En un post anterior, analizábamos cuáles eran los principales desafíos a los que se enfrentan nuestras ciudades. Problemas que pueden agruparse en cinco grandes ámbitos estrechamente relacionados entre sí, como son el energético, la movilidad, el medioambiente, el gobierno y la economía y la innovación social.
Parece indiscutible, como ya venimos experimentando en las últimas décadas, que tanto el uso de la tecnología como las múltiples posibilidades que nos ofrece la innovación, son dos factores claves para la sostenibilidad de nuestra existencia.
Estos dos factores, como bien explica Boyd Cohen, han ido dando lugar a las 3 generaciones de las Smart Cities.
“Technology is the answer, but what was the question?”
La primera edad, estuvo caracterizada precisamente por la adopción y disposición masiva de tecnología por parte de grandes empresas privadas. A este respecto, no hay más que hacer referencia a una lapidaria cita del visionario arquitecto urbanista inglés Cedric Price, que desde su primera lectura nos hace reflexionar profundamente: “Technology is the answer, but what was the question?”
Top-down o bottom-up?
En una segunda fase, fueron las administraciones locales quienes asumieron el liderazgo de determinar cuál debería ser el futuro de su ciudad y cuál es el rol para la disposición de las denominadas tecnologías smart.
Ello originó el que probablemente fue el primer gran debate en torno a la concepción de la Smart City, ¿debe basarse la estrategia de construcción de la ciudad del futuro en dinámicas top-down o bottom-up?
Mediante dinámicas top-down, con la intervención fundamentalmente de los gobiernos locales, pero también nacionales o incluso supranacionales y a través de sus respectivos marcos regulatorios podría pretenderse moldear los hábitos de vida de los ciudadanos, de forma que sus conductas sean mucho más sostenibles.
Sin embargo, las dinámicas bottom-up, aquellas que parten de la implicación de la ciudadanía en la resolución de los problemas y la mejora de su entorno ha llegado hasta el punto de que las Smart Cities líderes están empezando a adoptar y procedimentar modelos de co-creación ciudadana para impulsar la próxima generación de ciudades más inteligentes.
De esta confluencia entre capacidad tecnológica, participación ciudadana e innovación social, han surgido multitud de modelos basados en la conocida como economía colaborativa.
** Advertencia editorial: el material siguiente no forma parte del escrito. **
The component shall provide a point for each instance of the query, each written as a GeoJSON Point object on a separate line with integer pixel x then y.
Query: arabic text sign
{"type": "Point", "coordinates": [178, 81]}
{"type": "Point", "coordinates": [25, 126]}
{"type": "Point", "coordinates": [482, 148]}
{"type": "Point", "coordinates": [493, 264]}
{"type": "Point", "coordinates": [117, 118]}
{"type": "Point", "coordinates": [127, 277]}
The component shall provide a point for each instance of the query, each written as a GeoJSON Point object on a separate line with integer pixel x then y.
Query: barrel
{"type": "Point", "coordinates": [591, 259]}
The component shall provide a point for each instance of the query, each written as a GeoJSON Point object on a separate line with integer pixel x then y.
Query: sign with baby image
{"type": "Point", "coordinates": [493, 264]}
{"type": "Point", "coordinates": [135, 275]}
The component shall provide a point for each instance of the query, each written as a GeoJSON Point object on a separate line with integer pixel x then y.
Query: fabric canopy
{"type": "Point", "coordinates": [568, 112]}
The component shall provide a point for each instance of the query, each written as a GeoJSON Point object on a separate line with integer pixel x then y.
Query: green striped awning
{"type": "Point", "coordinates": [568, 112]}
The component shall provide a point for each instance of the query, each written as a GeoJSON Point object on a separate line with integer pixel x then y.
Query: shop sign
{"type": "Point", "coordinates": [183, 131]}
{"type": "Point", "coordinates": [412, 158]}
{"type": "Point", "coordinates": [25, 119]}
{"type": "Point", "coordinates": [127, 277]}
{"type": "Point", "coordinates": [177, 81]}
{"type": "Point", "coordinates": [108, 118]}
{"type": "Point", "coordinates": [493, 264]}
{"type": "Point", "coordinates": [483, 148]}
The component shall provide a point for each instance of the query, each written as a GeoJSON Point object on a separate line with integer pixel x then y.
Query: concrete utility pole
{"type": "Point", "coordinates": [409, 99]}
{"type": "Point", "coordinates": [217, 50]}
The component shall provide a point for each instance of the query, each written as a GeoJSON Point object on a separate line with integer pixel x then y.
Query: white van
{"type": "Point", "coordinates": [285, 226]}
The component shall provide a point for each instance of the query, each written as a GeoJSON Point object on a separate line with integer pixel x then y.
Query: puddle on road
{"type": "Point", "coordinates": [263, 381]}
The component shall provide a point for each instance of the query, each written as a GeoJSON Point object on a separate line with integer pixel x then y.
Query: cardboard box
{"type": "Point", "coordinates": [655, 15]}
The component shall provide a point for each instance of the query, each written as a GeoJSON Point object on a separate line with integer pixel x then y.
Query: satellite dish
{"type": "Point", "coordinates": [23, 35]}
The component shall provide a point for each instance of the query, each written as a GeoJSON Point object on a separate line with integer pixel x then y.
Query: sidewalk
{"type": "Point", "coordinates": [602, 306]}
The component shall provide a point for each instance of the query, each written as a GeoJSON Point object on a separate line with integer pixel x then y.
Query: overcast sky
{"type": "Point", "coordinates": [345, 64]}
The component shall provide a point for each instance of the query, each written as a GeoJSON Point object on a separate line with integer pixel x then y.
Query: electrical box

Pero, ¿es realmente la economía colaborativa, por sí misma, el remedio a los males de nuestras ciudades?
Antes de comenzar a analizar esta compleja disyuntiva, tratemos de definir el amplio concepto de economía colaborativa o consumo colaborativo. Una descripción sintética lo describiría como “aquel sistema económico en el que se comparten e intercambian bienes y servicios a través de plataformas digitales”. En definitiva, por un mejor aprovechamiento de los activos, a los que también podemos referirnos con el término “recursos”. Pongamos como ejemplo, la infrautilización de uno de los principales activos de las familias, los vehículos privados, cuyo uso se limita por regla general a un 5% del tiempo total.
Aunque son miles las plataformas basadas en economía colaborativa que han surgido en los últimos tiempos en torno a las ciudades, lo más probable es que todos tengamos en nuestra short-list a los dos grandes unicornios (start-ups cuya valoración ha sobre pasado los 1.000 millones de dólares) del momento, cuyas propuestas de valor abarcan prácticamente todos los ámbitos de los desafíos nombrados al inicio de este post (energéticos, movilidad, medio ambiente, economía e innovación social).
Uber, que ha dado un vuelco a la idea tradicional de movilidad y que amenaza asaltar en breve espacio de tiempo a las empresas de logística, vale ya más de 45.000 millones de dólares según la última ronda de financiación. Mientras que AirBnB, descrita a sí misma como una plataforma de alojamiento para particulares, está en torno a los 25.000 millones.
Dicho todo lo anterior, ¿por qué iban estas empresas “de éxito” a tener detractores? Recientemente, y coincidiendo con su visita a España, Neal Gorenflo, co-founder de Shareable y a quien puede considerarse uno de los padres de la sharing economy, advertía de los peligros de los excesivos intereses económicos surgidos alrededor del movimiento, que están influyendo negativamente en el desarrollo de las medidas y mecanismos necesarias para un ordenado y apropiado crecimiento de estas dinámicas.
En primer lugar, es necesaria una regulación que garantice el derecho de los usuarios y les proteja tanto a ellos como al resto de la población de posibles abusos. Y además, resulta imprescindible asegurar que partiendo en su gran mayoría de premisas loables, no acaben constituyendo un catalizador para la economía sumergida.
Estamos en definitiva, ante un cambio de paradigma llamado a influir en el futuro de las ciudades, que aunque ampliamente positivo en términos globales, requiere de la voluntad, la determinación y el tiempo necesario por parte de los diferentes actores implicados para su adaptación y adopción generalizada.